On Tue, Apr 25, 2023 at 03:48:11PM +0100, Robin Murphy wrote:
> On 2023-04-21 18:58, Jason Gunthorpe wrote:
> > On Fri, Apr 21, 2023 at 06:22:37PM +0100, Robin Murphy wrote:
> > 
> > > I think a slightly more considered and slightly less wrong version of that
> > > idea is to mark it as IOMMU_RESV_MSI, and special-case direct-mapping those
> > > on Arm (I believe it would technically be benign to do on x86 too, but might
> > > annoy people with its pointlessness). However...
> > 
> > I'd rather have a IOMMU_RESV_MSI_DIRECT and put the ARM special case
> > in ARM code..
> 
> Maybe, but it's still actually broken either way, because how do you get
> that type into the VM? Firmware can't encode that a particular RMR
> represents the special magic hack for IOMMUFD, so now the SMMU driver needs
> to somehow be aware when it's running in a VM offering nested translation
> and do some more magic to inject the appropriate region, and it's all
> just... no.

Er, I figured ARM had sorted this out somehow :(

Eric, do you know anything about this? Where did you setup the 1:1 map
in the VM in your series?

So you are saying, the basic problem statement, is that the ACPI table
that describes the ITS direct mapping in the VM is supposed to be
interpreted by the SMMU driver as "memory must be iommu mapped 1:1 at
all times and is possibly dangerous enough to block userspace access
to the device, like Intel does" ?

This isn't end of the world bad, it just means that VFIO will not work
in ARM guests under this interrupt model. Sad, and something to fix,
but we can still cover alot of ground..

Maybe a GICv5 can correct it..

> > Frankly, I think something whent wrong with the GICv4 design. A purely
> > virtualization focused GIC should not have continued to rely on the
> > hypervisor trapping of the MSI-X writes. The guest should have had a
> > real data value and a real physical ITS page.
> 
> ...I believe the remaining missing part is a UAPI for the VMM to ask the
> host kernel to configure a "physical" vLPI for a given device and EventID,
> at the point when its vITS emulation is handling the guest's configuration
> command. With that we would no longer have to rewrite the MSI payload
> either, so can avoid trapping the device's MSI-X capability at all, and the
> VM could actually have non-terrible interrupt performance.

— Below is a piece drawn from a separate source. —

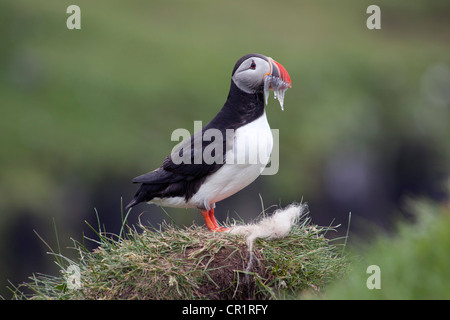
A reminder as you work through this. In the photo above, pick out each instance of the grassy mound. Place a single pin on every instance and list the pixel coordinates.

Yes.. More broadly I think we'd need to allow the vGIC code to
understand that it has complete control over a SID, and like we are
talking about for SMMU a vSID mapping as well.

This would have to replace the eventfd based hookup we have now.

I really want to avoid opening this can of worms because it is
basically iommufd all over again just irq focused :(

> Except GCC says __builtin_ctzl(0) is undefined, so although I'd concur that
> the chances of nasal demons at the point of invoking __ffs() are
> realistically quite low, I don't fancy arguing that with the static checker
> brigade. So by the time we've appeased them with additional checks,
> initialisations, etc., we'd have basically the same overhead as running 0
> iterations of another for loop (the overwhelmingly common case anyway), but
> in more lines of code, with a more convoluted flow. All of which leads me to
> conclude that "number of times we walk a usually-empty list in a one-off
> slow path" is not in fact the most worthwhile thing to optimise for ;)

Heh, well fair enough, we do have a UBSAN that might trip on this. Lu
can correct it

Jason